Édito

Océania en Helvétie

Océania en Helvétie
KEYSTONE/PHOTO PRÉTEXTE
Protection des données

Dossiers électroniques des patients mal protégés, logiciels espions utilisés par l’Etat sans base légale, empreinte vocale de millions de clients de Postfinance automatiquement relevée… Les lauréats du prix «Big Brother awards», remis la semaine dernière, ont effectivement tous un petit arrière-goût orwellien. Si, en Suisse, le monde politique et des entreprises s’accorde à clamer publiquement son amour de la protection des données, force est de constater que la population est surveillée, ses faits et gestes disséqués, enregistrés, exposés au piratage.

A l’ère du règne des GAFA (Google, Apple, Facebook, Amazon et autres géants du web), la tentation du fatalisme face à ce genre de nouvelles est grande. Après tout, s’ils savent déjà tout de nous, que peut-on bien y faire? Le fait que des collectifs s’unissent pour remettre ces «Big Brother awards» nous montre une autre voie, celle de la contestation de normes qui ne respectent pas nos droits fondamentaux et la protection de nos données. Quel besoin Postfinance a-t-il d’enregistrer 2,9 millions de signatures vocales de citoyens? Les informations relatives à notre santé sont extrêmement précieuses et sensibles, pourquoi n’ont-elles pas droit à un cryptage des plus solides? Il n’y a pas si longtemps, Swisscom subissait un vol de données qui touchait 800 000 clients; qu’adviendrait-il si c’étaient nos données médicales ou bancaires qui étaient touchées?

Pour prévenir ce type de mésaventure généralisée, une révision intégrale de la loi sur la protection des données (LPD) est en cours de discussion. Le Conseil fédéral souhaite par ce biais «mieux protéger les citoyens». Il s’agira surtout de nous aligner sur les normes de nos voisins, afin que l’Union européenne continue à reconnaître les standards helvétiques en la matière.

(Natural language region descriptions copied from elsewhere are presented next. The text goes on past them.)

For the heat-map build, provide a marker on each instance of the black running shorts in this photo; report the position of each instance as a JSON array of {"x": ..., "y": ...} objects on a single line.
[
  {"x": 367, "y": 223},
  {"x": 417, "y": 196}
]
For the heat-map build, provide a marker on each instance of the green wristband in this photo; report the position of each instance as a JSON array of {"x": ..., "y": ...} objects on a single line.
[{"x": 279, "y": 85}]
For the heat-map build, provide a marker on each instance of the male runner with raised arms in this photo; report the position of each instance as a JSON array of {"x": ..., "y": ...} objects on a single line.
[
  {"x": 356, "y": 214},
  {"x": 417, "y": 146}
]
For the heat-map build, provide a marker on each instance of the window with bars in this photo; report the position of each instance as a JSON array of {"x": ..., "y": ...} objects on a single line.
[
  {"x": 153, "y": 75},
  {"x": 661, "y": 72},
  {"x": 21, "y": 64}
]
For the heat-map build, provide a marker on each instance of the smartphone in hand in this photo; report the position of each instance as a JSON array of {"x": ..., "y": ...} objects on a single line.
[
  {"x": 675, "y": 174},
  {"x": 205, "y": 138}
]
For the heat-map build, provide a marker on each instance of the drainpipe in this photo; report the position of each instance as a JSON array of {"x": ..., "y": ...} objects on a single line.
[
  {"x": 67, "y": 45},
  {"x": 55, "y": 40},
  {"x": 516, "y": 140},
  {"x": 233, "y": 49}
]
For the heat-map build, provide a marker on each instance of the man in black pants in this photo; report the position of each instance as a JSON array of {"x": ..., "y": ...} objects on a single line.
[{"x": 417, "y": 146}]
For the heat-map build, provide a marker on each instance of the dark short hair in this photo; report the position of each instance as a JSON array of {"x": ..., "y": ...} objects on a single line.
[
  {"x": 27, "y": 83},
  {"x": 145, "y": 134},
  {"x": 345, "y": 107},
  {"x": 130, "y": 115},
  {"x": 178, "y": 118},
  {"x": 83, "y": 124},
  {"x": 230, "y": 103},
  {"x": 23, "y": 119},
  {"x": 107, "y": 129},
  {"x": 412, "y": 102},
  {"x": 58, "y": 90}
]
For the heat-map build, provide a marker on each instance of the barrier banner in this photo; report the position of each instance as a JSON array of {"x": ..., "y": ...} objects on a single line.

Mais la modernisation de la LPD traîne des pieds; elle est passée par moult retouches, a été scindée en deux pour gagner du temps sur les dispositions les plus importantes… La droite la trouve «trop compliquée». La gauche craint que le résultat ne soit bien en deçà des exigences européennes. Au vu des enjeux, cette loi – dans une mouture aussi protectrice que possible – devrait être une priorité absolue. Les tergiversations du parlement démontrent malheureusement combien ce sujet est laissé pour compte.